A fun and unique twist of pizza using Brussels sprout leaves, red onions, and goat cheese then finished with a balsamic drizzle!
- 1/2 pound Brussels sprouts
- 2 teaspoons olive oil
- 1/8 teaspoon salt
- 1/8 teaspoon black pepper
- 1 recipe or pre-made pizza dough room temperature
- 1 tablespoon olive oil
- 1/4 cup sliced red onion
- 4 ounces mozzarella cheese shredded
- 1/3 cup grated vegetarian parmesan cheese
- 2 ounces goat cheese
- 1/2 cup balsamic vinegar
Preheat oven to 400˚F with a pizza stone on the lower rack. Trim the ends from the Brussels sprouts and remove the leaves, spreading them along with the core of the Brussels, out on a sheet tray covered with parchment.
Drizzle with olive oil, salt, and pepper. Toss until the Brussels sprouts are well coated. Roast until leaves begin to crisp, 12 to 15 minutes. Increase the oven heat to 500˚F.
On a surface lightly dusted with cornmeal, roll the pizza dough out until it’s roughly 1/4” thick. Brush with olive oil and top with 3/4 of the Brussels sprouts, onion, and shredded cheese. Bake for 10 to 12 minutes or until the crust is golden and the cheese has melted.

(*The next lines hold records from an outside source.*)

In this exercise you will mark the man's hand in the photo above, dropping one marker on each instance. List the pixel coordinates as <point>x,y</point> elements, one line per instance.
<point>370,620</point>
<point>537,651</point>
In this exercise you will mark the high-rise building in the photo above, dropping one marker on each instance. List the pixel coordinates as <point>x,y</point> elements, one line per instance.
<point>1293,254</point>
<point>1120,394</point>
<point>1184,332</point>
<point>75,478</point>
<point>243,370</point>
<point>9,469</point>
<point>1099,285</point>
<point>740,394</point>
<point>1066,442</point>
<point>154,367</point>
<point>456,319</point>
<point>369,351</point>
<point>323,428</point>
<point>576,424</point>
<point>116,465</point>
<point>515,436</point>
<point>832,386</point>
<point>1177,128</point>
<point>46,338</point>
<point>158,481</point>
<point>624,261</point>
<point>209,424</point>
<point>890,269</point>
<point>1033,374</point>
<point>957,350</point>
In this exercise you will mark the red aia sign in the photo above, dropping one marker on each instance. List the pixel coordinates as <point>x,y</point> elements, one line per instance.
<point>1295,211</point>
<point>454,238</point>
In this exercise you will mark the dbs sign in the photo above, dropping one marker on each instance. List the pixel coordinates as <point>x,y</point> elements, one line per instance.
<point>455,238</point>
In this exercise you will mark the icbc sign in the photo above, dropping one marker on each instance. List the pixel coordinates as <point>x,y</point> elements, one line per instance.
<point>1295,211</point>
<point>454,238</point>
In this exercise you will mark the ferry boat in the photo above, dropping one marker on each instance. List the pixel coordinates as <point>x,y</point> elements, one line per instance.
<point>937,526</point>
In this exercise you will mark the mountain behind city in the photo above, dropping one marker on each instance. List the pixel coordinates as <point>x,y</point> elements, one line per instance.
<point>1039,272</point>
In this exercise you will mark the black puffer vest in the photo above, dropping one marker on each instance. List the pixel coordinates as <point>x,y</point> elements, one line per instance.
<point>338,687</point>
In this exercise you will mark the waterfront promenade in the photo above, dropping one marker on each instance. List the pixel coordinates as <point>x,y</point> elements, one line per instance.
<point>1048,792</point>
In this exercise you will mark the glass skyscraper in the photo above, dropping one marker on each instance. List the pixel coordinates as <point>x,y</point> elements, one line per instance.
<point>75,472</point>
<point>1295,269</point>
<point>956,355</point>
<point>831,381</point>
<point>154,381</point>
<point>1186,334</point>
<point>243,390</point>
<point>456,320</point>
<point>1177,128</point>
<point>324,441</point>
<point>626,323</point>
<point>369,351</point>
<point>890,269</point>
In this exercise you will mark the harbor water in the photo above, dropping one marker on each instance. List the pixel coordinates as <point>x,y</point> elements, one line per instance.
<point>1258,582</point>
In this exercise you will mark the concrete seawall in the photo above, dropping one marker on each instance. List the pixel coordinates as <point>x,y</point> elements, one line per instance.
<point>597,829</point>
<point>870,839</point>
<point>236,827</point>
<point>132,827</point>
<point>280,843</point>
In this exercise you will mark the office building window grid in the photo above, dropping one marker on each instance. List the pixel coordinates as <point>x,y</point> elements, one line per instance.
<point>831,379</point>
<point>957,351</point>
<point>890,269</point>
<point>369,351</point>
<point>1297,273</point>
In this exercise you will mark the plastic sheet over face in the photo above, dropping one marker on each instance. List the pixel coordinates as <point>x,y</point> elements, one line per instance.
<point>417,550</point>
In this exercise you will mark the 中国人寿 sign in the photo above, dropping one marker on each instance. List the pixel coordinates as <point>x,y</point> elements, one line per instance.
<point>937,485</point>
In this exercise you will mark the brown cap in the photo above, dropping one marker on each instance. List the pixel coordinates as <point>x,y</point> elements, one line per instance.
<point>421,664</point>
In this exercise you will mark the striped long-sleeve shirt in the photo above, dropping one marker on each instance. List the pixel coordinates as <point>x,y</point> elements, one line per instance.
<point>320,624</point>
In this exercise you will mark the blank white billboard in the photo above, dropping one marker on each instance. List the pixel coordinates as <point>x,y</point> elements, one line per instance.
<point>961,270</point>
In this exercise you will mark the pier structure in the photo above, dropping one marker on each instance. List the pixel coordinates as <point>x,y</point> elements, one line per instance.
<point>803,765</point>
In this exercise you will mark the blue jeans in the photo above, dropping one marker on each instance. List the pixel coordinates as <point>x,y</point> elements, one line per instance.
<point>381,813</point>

While the pizza is baking, place the balsamic vinegar in a small sauce pan. Heat over medium heat until the vinegar has reduced by half, 8 to 10 minutes.
Finish the pizza with the remaining Brussels sprouts, sprinkle of goat cheese, and a drizzle of the balsamic reduction.

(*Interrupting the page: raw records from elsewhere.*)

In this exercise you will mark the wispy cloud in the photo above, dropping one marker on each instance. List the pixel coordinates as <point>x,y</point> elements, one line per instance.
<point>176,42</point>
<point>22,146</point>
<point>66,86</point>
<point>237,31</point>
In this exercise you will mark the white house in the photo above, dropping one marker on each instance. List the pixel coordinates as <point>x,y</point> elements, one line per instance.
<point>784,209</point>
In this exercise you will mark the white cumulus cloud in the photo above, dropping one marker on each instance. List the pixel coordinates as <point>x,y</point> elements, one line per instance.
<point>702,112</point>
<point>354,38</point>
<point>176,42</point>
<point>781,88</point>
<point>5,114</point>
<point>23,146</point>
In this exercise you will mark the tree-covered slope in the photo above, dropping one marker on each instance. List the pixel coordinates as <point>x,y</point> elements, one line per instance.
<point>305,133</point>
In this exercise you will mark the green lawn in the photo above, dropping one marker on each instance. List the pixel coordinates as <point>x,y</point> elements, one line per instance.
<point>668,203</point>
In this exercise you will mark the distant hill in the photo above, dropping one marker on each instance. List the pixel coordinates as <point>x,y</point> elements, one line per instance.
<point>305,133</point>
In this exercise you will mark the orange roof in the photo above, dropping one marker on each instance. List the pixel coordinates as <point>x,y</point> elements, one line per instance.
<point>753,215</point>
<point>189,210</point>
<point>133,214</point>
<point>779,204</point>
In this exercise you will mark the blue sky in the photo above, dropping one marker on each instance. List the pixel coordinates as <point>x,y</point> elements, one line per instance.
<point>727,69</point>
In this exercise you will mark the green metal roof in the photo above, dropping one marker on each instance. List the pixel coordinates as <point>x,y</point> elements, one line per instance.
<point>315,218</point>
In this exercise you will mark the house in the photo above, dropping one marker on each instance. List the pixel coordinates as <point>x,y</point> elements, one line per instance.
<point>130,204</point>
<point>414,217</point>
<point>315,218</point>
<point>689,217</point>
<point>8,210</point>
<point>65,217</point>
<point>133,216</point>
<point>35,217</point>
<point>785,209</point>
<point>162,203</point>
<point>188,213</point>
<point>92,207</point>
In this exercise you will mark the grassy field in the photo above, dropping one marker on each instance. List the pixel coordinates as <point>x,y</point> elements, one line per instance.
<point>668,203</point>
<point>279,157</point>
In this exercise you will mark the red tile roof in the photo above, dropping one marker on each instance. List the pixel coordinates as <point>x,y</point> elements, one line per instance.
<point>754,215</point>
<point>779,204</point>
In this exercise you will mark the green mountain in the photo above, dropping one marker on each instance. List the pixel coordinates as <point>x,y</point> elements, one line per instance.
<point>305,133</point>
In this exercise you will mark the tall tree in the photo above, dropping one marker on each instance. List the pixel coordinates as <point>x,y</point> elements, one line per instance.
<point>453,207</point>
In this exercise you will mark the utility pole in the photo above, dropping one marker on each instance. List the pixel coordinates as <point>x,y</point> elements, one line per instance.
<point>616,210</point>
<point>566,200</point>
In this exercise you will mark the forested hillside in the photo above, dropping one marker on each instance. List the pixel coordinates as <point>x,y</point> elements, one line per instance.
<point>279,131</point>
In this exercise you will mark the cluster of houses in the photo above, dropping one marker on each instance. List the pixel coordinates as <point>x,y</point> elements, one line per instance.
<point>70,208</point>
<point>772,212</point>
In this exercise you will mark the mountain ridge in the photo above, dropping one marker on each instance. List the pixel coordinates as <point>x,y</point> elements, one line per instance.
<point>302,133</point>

Tips & Tricks: If trying to save time, don't pre-roast the Brussels sprouts. Spread the fresh leaves on the pizza. The leaves will still crisp!
Look for premade pizza dough in the cooler or freezer section of your local grocery store.
Brussels Sprout Pizza
I know it can seem strange at first mixing up pizza toppings. One of my favorite things to do is find pizza places that are experimenting with different flavors/toppings. I’ve found that even the weirdest of combinations, in the right hands, can make for an awesome pizza.
Brassicas: I love this pizza with many different vegetables! Broccoli, cauliflower, or even kale would work great in place of the Brussels sprouts. I recommend roasting the broccoli or cauliflower before adding to the pizza.
Cheese: Try smoked mozzarella, gouda, or fontina for different flavors of cheese.
Gluten-free: Try your hand at a homemade gluten-free pizza dough.
As mentioned above, I’m all about Brussels sprouts right now. There’s not much I won’t do with a Brussels sprout, as evidence by the recipes below and this Brussels sprout pizza. Look for Brussels sprouts that have a good green color and have a firmness when pressed. If you can find them, Brussels sprouts sold on stalks can be a good indication of freshness.